I want to throw in my worn underwear,

mover’s boxes, insurance adjusters wearing

their snide smiles. I want to throw in the site

of trauma, but here it is as I tap the spade down – the gap

the massive oak left and how it will open

every year—unhinging its jaws.  

I used to listen to the tree’s elocutions:  its deep

drinking, its network of mouths—

felt the mastery of its anomalous hide.  

I heard its power, wind in its canopy indigent.
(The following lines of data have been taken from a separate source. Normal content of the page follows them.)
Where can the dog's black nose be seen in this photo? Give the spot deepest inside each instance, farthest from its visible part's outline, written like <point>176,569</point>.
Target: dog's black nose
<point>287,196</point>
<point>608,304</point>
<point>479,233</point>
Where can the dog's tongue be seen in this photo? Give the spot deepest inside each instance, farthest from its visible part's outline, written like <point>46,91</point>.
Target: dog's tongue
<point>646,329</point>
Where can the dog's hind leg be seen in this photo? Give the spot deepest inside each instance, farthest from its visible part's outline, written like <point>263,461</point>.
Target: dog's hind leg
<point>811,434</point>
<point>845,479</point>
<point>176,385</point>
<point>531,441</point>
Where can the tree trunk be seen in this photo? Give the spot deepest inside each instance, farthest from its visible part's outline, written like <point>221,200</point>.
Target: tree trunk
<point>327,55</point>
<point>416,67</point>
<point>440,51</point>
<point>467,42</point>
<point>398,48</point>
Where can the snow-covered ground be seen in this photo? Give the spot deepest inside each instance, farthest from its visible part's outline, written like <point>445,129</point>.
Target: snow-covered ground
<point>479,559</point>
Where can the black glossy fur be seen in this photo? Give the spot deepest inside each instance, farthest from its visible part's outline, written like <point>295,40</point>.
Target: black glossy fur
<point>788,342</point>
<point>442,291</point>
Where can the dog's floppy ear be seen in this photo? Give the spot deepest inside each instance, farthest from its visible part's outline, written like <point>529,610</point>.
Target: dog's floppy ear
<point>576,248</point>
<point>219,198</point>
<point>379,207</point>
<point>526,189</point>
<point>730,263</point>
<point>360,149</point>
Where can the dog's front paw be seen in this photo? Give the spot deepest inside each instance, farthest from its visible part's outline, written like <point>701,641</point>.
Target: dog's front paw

After

the tree went down—scavenger dawns,

my rapacious need for touch, pretending

I liked it, saying really it’s okay,

when he pulled out. But it wasn’t.

The way he turned me face-down in the middle

of the night, used his wrestler’s move:

his left knee on the back of my left knee, pinning

me until he was satisfied. It was

a happen. A thing. A toy

called nothingness. You can’t

always get what you want. I dream the familials

signaling underground to let the tree go.

The new oaks and the ancients. All that

subterraneous asking, and the polite refusals.

Weakened by hurricane, weakened

by every sonic storm, the rape of the last century,

the rape of this one. Released finally—

the earth opening, the thudding fall.